Magical Mystery Continuation

Aujourd'hui, je me souviens. C'est de circonstance puisque tous les media nous le rappellent. C'est peut-être convenu mais parfois, dans certains cas, peu importe. Je conserve une image de ce 8 décembre 1980. Je me souviens du journal télévisé, sur le poste noir et blanc. Évidemment, à 9 ans, je ne saisissais pas bien ce qu'il venait de se passer. Juste qu'un homme avait été assassiné. Ma mère semblait affectée. Je n'ai pas souvenir d'une éventuelle réaction de mon père. Peut-être en ont-ils parlé tous les deux au téléphone mais mon père ayant rejoint John Lennon quelques années plus tard, je n'en saurai rien. Étrangement, nous étions bien en 1980. L'époque peut-être (probablement) idéalisée des années 1960 et 1970 était officiellement révolue. Peut-être d'ailleurs que ce meurtre en constitue le point final ? Rétrospectivement, cette époque me paraît bien plus saine (pour autant que faire se puisse) que l'infortunée actuelle. J'ai l'impression naïve que ces vingt années, et peut-être encore un peu le début des années 1980, étaient surtout portées par un espoir et une foi en l'avenir démesurés. Deux choses qui ont manifestement totalement disparu aujourd'hui. Il ne s'agit bien sûr pas de tout réduire à cette foutue jeunesse (comme si le reste de l'humanité n'existait pas ou ne méritait pas le droit à la prise en compte), mais la proportion porteuse, d'un point de vue social, c'est bien la jeunesse. Il règne aujourd'hui une sorte de résignation, d'inconscience ou de bêtise. Mais peut-être juge-t-on éternellement à la lumière de l'expérience acquise et a-t-on tendance à oublier sa non-connaissance de jeunesse ? Quoi qu'il en soit, je me souviens donc. D'une voix qui a bercé toute mon enfance et mes hippies de parents et leur entourage (en exagérant un petit peu). Effectivement, sa voix ne s'est pas tue car sa génération est toujours bien présente et continue d'être marquée.
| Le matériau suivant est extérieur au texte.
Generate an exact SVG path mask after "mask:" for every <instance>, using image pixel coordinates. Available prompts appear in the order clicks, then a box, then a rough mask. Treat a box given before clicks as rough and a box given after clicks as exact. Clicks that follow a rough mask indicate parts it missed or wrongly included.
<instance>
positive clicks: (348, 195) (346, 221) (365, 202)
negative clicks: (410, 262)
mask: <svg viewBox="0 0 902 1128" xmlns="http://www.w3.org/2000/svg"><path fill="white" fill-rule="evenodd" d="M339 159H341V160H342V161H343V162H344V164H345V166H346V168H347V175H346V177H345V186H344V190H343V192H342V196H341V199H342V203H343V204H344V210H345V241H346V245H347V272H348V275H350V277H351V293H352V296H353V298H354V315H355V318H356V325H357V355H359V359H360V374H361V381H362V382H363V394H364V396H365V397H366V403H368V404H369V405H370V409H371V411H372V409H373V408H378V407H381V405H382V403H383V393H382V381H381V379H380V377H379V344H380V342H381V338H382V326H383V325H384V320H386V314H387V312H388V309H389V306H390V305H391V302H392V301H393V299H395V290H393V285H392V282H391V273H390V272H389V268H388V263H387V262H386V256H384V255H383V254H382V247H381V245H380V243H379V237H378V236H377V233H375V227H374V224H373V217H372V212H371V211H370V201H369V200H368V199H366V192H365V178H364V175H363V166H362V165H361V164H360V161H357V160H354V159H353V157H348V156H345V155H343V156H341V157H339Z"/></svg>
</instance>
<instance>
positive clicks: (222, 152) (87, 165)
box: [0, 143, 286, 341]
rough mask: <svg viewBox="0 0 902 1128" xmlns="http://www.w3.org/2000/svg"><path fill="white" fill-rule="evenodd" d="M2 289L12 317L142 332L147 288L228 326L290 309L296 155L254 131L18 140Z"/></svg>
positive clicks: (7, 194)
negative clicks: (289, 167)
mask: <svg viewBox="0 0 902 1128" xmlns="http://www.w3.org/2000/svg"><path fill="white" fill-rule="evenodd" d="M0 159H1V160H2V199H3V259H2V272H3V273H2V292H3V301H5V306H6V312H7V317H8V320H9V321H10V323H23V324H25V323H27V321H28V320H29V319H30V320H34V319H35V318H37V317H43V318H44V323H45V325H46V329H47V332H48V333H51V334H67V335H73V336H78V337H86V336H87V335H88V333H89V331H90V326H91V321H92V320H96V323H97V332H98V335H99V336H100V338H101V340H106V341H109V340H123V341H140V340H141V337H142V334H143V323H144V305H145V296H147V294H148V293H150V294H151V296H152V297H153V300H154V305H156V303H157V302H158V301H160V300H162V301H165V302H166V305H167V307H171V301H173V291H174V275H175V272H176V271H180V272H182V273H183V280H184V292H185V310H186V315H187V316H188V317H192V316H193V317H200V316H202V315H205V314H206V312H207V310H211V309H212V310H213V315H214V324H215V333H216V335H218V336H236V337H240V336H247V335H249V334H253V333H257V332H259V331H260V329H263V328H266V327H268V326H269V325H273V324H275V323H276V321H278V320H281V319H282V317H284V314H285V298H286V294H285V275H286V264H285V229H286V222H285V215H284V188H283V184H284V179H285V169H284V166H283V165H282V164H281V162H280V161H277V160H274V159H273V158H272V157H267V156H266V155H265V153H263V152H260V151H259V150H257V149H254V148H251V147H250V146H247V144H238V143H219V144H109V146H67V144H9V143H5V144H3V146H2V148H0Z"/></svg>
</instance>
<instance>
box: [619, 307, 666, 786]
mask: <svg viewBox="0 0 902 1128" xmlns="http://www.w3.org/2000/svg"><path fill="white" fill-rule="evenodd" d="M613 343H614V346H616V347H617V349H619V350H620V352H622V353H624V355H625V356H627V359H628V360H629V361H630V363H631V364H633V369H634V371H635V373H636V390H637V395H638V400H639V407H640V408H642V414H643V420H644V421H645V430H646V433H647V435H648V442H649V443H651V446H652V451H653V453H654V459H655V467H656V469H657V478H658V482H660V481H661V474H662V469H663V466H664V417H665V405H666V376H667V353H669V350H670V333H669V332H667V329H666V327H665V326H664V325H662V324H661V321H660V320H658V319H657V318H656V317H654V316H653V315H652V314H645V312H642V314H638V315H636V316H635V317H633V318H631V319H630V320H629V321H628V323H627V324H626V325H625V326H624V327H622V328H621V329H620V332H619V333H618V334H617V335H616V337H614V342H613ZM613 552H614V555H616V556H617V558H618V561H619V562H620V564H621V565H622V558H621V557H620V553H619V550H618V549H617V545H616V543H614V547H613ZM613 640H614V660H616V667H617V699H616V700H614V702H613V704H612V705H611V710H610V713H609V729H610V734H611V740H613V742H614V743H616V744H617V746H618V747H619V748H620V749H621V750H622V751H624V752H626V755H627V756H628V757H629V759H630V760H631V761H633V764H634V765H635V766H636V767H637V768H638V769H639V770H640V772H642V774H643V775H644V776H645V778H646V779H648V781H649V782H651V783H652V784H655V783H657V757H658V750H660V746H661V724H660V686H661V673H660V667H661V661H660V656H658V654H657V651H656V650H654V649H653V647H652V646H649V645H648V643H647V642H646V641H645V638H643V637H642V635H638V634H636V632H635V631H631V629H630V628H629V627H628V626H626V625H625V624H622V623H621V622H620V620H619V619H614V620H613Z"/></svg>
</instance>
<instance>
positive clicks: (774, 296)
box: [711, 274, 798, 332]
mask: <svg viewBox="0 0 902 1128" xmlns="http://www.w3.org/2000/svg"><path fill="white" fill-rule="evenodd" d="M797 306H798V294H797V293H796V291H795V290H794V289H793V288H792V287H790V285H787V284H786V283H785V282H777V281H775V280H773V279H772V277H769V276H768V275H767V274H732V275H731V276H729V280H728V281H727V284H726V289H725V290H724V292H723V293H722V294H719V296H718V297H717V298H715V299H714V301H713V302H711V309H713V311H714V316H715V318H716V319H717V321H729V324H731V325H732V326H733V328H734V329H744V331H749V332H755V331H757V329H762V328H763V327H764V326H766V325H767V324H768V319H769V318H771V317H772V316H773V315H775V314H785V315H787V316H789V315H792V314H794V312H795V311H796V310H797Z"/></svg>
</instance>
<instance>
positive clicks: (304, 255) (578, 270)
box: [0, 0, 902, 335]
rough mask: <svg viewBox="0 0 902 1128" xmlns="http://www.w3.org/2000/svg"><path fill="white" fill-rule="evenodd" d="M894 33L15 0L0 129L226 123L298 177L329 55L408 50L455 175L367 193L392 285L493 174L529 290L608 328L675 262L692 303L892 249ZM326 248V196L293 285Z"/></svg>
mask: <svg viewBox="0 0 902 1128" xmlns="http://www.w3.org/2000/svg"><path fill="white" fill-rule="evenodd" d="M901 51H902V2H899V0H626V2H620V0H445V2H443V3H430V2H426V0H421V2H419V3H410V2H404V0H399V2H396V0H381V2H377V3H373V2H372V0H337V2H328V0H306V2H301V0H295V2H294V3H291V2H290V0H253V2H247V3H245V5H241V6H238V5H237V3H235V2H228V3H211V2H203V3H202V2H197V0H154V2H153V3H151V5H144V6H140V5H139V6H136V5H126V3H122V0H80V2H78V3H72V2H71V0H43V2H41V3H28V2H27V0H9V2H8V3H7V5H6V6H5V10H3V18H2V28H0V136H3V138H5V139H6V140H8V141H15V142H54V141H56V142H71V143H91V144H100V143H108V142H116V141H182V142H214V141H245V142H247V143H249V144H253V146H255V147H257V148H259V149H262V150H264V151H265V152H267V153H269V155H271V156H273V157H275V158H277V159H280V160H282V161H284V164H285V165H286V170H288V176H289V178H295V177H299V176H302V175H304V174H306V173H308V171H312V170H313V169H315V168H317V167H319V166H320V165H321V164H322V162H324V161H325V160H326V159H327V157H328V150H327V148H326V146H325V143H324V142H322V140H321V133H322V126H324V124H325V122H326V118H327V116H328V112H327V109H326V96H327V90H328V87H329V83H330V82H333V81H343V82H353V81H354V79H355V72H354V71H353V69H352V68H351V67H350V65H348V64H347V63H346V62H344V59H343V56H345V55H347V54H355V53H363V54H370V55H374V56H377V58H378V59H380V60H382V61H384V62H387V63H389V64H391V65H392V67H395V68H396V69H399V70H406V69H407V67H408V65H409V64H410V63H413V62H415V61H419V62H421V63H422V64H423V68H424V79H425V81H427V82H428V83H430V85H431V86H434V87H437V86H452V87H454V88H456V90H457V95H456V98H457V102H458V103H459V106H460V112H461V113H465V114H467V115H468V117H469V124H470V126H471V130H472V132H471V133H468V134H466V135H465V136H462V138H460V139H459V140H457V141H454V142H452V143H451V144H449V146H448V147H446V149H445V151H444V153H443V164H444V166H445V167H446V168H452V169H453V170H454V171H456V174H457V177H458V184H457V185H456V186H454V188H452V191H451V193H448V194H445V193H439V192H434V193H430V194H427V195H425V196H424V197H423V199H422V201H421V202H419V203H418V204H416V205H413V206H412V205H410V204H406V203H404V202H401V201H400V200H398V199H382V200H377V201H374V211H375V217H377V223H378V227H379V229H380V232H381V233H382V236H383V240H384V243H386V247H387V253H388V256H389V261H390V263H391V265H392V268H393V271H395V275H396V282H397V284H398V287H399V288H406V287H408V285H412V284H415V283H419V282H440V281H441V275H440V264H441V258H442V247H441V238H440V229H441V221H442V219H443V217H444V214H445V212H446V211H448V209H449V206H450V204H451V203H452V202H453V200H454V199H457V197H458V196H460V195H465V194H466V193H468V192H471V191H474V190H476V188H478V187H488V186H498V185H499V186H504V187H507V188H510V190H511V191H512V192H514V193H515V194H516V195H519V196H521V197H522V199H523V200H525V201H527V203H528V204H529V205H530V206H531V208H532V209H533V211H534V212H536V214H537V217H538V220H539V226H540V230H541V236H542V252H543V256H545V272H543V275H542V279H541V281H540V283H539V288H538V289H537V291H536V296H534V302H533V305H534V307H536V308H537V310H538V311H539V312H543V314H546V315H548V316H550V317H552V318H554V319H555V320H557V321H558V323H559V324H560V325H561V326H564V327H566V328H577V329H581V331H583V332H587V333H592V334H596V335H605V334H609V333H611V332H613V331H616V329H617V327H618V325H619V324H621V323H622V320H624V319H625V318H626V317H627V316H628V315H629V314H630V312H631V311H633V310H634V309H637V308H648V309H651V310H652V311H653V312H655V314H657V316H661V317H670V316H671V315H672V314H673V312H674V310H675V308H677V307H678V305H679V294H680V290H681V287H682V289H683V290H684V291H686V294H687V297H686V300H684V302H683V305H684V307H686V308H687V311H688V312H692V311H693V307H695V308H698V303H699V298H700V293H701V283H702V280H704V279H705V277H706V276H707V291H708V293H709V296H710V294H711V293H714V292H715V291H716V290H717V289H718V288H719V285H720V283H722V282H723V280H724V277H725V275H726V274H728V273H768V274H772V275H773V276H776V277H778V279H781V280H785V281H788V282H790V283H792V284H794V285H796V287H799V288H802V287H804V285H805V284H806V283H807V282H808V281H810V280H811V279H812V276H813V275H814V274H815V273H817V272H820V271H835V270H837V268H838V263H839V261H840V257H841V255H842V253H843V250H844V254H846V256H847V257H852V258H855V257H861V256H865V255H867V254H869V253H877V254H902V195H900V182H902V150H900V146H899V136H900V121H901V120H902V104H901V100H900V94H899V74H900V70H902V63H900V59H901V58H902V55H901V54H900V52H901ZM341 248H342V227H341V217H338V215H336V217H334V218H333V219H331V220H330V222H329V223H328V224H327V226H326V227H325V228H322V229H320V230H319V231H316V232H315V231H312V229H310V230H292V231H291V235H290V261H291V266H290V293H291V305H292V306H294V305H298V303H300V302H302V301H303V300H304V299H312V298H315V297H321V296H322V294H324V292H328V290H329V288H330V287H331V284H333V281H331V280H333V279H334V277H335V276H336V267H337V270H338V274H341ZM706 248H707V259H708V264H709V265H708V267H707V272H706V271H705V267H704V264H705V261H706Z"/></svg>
Il est toujours facile d'en parler après-coup plutôt que de s'engager concrètement pendant qu'en porte-parole adoubé par la vox populi est toujours vivant et en action. Mais entretenir sa mémoire par l'action post-mortem est sans doute la seule manière sensée de lui rendre hommage. Et ne pas se laisser décourager, continuer à croire à un monde meilleur, comme il le rêvait et le souhaitait.